Burn bends down and picks up a few stones and starts throwing them, they grow small and crash into the underbrush and he hands me the joint.

If we are created in the image of God, he says, what does that mean of God? Is he just as weak and pathetic as the rest of us? I hope God is an atheist, he says looking at me.

I inhale, the joint canoeing down the side and I touch my tongue with my pinky, tapping the end of the rift growing down the paper.

There’s this story from Ireland, he says, about the cliffs of Moher. A woman was so upset her lover had left and wasn’t coming back that she walked to the edge of the cliffs and jumped off. But, she didn’t die. The wind blew her back up, he says as I hand him the joint.

He inhales and coughs as a wind blows down the valley, the trees in the distance waving like sea grass, the bark groaning as leaves fly off, bundling and collecting with the dust into groups and he exhales, the smoke ripping from his lips.

You think the wind would blow me back up?

I’d take that action.

He laughs and looks out, his eyes slowly moving from place to place.

Morals and ethics just get in the way of success, he says.They’re really just hindrances to achievement.

He inhales again and gives me the joint and walks to the car, opening the driver’s side and bends in, reaching into the backseat and grabs the broken side-mirror.

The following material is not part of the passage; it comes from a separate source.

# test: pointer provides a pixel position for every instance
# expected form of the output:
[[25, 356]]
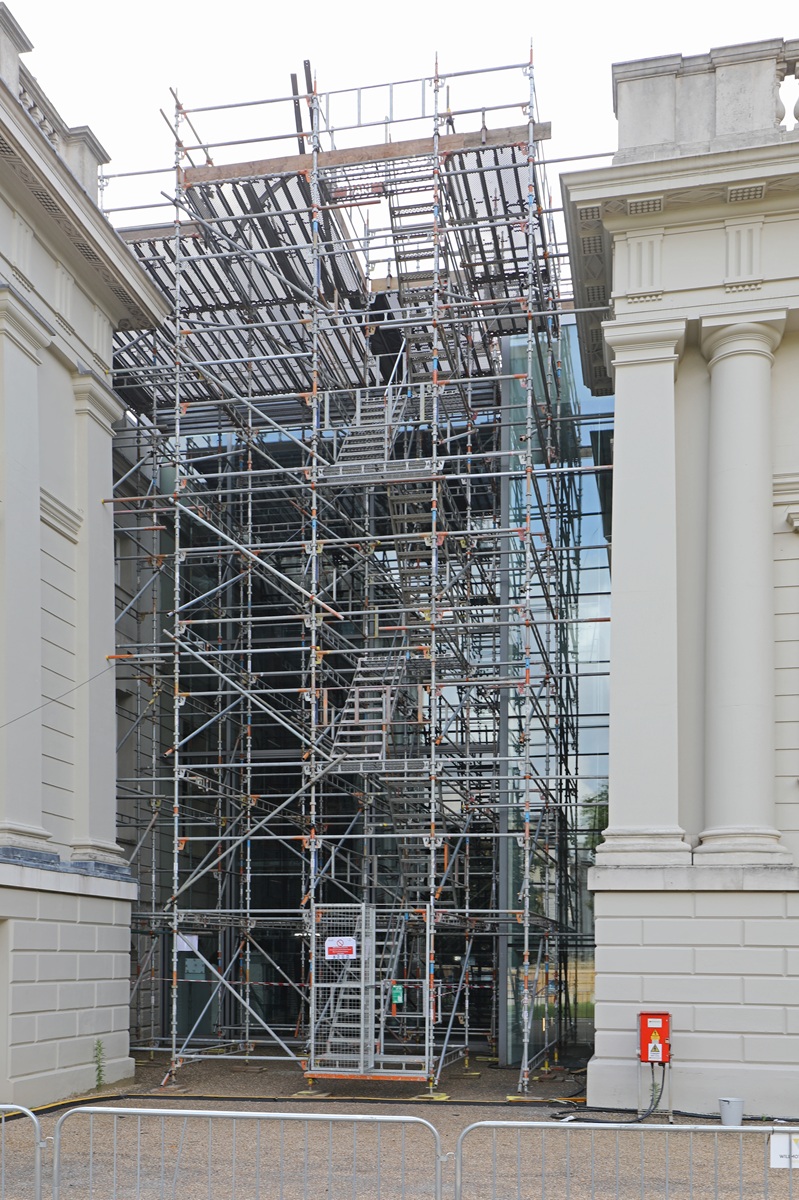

He walks back to the guardrail, kicking small pebbles.

We only get one chance to die, he says giving me the joint, and I understand. I don’t condone it, but I understand. Every decision we’ve made has led us to this exact place.

He throws the mirror into the valley, the glass smashing and the plastic bouncing from one tree to another as I inhale and give him the joint, which he has to pinch between his thumb and index finger, the roach disappearing as he inhales from the air rushing in, pulling the paper towards his lips.

The world is too factual, he says. The wonderment of discovery is gone. Can you remember the first time you had ever seen an elephant? Or heard of one?

I’ve always known what an elephant is. I don’t think I ever had to learn what one was.

Exactly. People are so ready to prove mysteries as myth. The shine is gone.

The shine? I ask lighting a cigarette.

Yeah. The shine, he says looking out, past the mountains and trees and sky. A wind pushes cold air past us. The world just tolerates too much of an uncanny resemblance to defeat, he says. The world was just created to be destroyed. We’re all created to be destroyed and that’s the beauty to life. Without chaos and disorder and madness, the word peacewould have nothing to reflect. It would just be another word with no meaning, he says climbing onto the guardrail, his arms held out for balance. I’ve come to find that most people don’t have the necessary building blocks for transcendence.

He spits into the dirt and screams into the valley.

I know there is life down there and even though I can’t see it, I know it’s there, he says with his back is to me, his arms wide. He lowers his head, looking down into the ravine. I think the wind would catch me, he says.

We need to get going.

Yeah, he says stepping down. It’s your turn to drive.